I'm working on a financial project that requires to write my own transformer and estimator, so I have a scores_ method under my transformer and a residuals_ method under my estimator:
Eg:
class my_transformer(base.BaseEstimator, base.TransformerMixin):
def __init__(self, some_arg):
self.some_arg=some_arg
def fit(self, X, y=None):
return self
def scores_(self, X):
return somefunc(X, y, self.some_arg)
def transform(self, X):
scores=self.scores_(X)
return factorSelect(scores,X)
and
class my_estimator(base.BaseEstimator, base.RegressorMixin):
def __init__(self, some_arg):
self.some_arg=some_arg
def fit(self, X, y):
some_other_func(X,y,self.some_arg)
return self
def predict(self, X):
result=some_other_other_func(X)
return result
def residuals(self, X, y):
result=self.predict(X)
return result.sub(y,axis='index')
So now I setup my pipeline like this:
pipe=Pipeline([
('transformer', my_transformer(some_arg)),
('Estimator',my_estimator(some_arg))
])
This works well when doing fit and predict:
pipe.fit(X,y)
pipe.predict(X)
However, I need to get the scores
and residuals
for the following steps. I can only get access by:
pipe['transformer'].scores(X)
pipe['estimator'].residuals(Not_X,y)
Here, the .scores
works well, but for .residuals
, I have to put in Not_X=pipe['transformer'].fit_transform(X)
instead of X..
This is troublesome and contradicts the purpose of using the pipeline... So, how should I do it with PipeLine? If PipeLine won't do this, any other suggestions???
Thank you!
How should I do it with Pipeline?
The same way you handle any programming task interfacing with other people's code -- add layers till it does what you want ;)

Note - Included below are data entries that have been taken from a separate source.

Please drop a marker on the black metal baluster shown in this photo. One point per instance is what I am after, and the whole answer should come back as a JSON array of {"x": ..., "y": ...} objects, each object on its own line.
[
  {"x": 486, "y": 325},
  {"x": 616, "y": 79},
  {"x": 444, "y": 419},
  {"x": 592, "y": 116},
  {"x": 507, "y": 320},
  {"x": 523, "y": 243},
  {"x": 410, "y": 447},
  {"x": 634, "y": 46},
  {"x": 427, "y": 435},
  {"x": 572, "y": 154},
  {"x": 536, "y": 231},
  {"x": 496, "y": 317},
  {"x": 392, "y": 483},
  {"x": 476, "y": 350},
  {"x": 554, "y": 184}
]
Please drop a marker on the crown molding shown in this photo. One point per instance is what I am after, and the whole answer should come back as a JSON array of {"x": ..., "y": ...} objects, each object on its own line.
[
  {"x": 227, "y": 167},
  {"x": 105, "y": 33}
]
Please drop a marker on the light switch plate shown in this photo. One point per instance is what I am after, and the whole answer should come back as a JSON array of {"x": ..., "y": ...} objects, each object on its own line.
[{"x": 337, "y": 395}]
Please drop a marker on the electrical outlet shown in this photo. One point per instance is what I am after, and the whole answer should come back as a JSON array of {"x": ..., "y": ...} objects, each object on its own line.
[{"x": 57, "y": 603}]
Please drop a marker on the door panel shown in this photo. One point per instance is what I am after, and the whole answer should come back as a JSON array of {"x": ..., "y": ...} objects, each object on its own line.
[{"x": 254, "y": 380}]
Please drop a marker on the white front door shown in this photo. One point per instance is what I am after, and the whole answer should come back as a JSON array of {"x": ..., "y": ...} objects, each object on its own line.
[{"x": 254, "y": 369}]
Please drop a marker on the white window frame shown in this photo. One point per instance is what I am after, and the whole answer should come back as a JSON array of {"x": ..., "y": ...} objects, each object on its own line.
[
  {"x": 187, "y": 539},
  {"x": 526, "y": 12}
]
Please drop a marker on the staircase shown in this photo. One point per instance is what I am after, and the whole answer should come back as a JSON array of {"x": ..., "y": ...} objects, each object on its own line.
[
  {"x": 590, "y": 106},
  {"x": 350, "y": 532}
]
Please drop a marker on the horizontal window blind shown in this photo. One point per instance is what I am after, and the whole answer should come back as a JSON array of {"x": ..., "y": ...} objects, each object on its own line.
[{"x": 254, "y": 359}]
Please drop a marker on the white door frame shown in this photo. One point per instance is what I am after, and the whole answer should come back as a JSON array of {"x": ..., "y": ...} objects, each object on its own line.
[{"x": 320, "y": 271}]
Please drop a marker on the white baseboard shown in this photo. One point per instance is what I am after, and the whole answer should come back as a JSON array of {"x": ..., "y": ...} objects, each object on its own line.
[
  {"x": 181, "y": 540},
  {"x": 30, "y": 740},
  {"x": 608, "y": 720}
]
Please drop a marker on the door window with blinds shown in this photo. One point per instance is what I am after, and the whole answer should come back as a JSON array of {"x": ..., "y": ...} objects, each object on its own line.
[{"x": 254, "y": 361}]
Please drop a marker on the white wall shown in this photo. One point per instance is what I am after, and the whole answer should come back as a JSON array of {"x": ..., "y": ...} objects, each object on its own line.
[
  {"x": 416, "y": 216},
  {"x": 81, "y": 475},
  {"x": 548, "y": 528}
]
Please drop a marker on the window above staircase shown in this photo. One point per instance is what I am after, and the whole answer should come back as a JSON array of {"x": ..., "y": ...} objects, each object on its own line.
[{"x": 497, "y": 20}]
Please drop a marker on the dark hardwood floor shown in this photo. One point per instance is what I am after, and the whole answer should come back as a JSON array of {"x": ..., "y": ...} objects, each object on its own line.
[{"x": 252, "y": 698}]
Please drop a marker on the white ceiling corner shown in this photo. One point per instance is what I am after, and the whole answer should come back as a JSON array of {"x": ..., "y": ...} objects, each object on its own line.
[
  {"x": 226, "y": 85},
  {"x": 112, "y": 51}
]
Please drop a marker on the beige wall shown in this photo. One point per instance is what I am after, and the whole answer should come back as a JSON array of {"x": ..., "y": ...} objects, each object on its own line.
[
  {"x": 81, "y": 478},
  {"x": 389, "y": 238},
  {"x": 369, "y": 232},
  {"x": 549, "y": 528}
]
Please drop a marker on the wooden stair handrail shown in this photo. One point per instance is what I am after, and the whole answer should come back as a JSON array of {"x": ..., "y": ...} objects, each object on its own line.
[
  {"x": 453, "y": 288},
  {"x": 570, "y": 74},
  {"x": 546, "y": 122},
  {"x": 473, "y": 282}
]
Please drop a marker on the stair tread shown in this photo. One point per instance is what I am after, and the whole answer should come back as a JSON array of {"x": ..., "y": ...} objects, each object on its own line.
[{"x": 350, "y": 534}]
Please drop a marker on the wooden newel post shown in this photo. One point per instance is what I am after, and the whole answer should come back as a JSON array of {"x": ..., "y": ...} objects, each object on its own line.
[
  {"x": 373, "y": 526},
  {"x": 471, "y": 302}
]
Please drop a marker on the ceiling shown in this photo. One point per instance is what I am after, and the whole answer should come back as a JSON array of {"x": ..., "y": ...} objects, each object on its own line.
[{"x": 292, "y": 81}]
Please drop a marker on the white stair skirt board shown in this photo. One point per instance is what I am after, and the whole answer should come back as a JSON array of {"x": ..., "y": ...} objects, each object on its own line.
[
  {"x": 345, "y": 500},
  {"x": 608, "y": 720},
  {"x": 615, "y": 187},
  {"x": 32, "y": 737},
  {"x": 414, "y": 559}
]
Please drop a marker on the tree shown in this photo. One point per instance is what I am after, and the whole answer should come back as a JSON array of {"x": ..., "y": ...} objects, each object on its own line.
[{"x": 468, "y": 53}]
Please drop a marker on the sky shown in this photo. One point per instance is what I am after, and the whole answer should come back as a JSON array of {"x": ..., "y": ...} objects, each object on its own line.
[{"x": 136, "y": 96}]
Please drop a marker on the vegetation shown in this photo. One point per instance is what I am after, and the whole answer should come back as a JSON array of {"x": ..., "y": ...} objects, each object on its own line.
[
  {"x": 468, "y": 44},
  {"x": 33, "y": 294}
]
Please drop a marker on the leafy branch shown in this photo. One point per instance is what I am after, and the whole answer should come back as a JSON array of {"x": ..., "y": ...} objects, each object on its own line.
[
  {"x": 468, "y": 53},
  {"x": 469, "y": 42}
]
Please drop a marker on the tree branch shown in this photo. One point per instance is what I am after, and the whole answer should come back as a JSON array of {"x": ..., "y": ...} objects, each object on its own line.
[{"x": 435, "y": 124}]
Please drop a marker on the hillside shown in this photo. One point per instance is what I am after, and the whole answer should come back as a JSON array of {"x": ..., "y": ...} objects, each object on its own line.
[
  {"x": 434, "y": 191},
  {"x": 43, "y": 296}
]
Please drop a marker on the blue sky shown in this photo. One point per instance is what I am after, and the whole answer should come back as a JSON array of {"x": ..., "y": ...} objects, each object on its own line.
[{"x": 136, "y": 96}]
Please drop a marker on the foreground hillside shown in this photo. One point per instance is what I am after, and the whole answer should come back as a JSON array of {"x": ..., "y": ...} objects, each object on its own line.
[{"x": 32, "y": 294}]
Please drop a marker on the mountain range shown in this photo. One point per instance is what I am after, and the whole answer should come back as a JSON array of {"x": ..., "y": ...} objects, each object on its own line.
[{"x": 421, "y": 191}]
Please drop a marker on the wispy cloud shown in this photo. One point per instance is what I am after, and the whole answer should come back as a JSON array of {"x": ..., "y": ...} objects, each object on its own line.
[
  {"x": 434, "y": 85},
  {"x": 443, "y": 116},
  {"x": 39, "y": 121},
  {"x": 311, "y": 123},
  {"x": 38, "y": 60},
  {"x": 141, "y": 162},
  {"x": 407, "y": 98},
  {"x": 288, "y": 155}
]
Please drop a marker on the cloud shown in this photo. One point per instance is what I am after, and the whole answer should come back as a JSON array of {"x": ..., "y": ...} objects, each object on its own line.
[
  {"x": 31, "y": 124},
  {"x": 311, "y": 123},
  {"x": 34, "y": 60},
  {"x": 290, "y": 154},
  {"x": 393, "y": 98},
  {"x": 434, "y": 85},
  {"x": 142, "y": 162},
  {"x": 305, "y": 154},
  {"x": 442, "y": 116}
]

In particular, the functionality you want isn't that complicated. The hardest part of the problem is figuring out what you want the syntax to look like (it's not obvious for example that you would always want to transform just the first argument of any function you're accessing), and given sklearn's focus on clean docs and simple APIs it's not surprising that they haven't tackled that your exact use case yet.
Something like the following should serve as inspiration (the only really finicky bit is using __getattr__
to override attribute access -- that's the reason we can type some_partial_pipeline.residuals
even though PartialPipeline
doesn't have a residuals
attribute. See the getattr docs):
from sklearn.pipeline import Pipeline as _Pipeline
class PartialPipeline:
"""Represents a sequence of steps without any of the bells and whistles of a sklearn.pipeline.Pipeline"""
def __init__(self, steps):
self._steps = steps
def __getattr__(self, attr_name):
obj = getattr(self._steps[-1][-1], attr_name)
if not callable(obj):
return obj
def _f(X, *args, **kwargs):
for _,v in self._steps[:-1]:
X = v.transform(X)
return obj(X, *args, **kwargs)
return _f
class Pipeline(_Pipeline):
"""Wrapper around sklearn.pipeline.Pipeline allowing easy access to the attributes of its steps"""
def __init__(self, steps, *, memory=None, verbose=False):
self.__steps = dict(steps) # Python >=3.6 for dict ordering
self.__memory = memory
self.__verbose = verbose
super().__init__(steps, memory=memory, verbose=verbose)
def at(self, step_name):
i = list(self.__steps).index(step_name)
return PartialPipeline(list(self.__steps.items())[:i+1])
#
# Example use
#
pipe=Pipeline([
('transformer', my_transformer(some_arg))
, ('estimator', my_estimator(some_arg))
])
scores = pipe.at('transformer').scores(X)
residuals = pipe.at('estimator').residuals(X, y)
# The thing you were already trying
custom_residuals = pipe['estimator'].residuals(X_pretransformed, y)
# E.g., if the estimator were an MLPRegressor
loss_values = pipe.at('estimator').loss_curve_
loss_values = pipe['estimator'].loss_curve_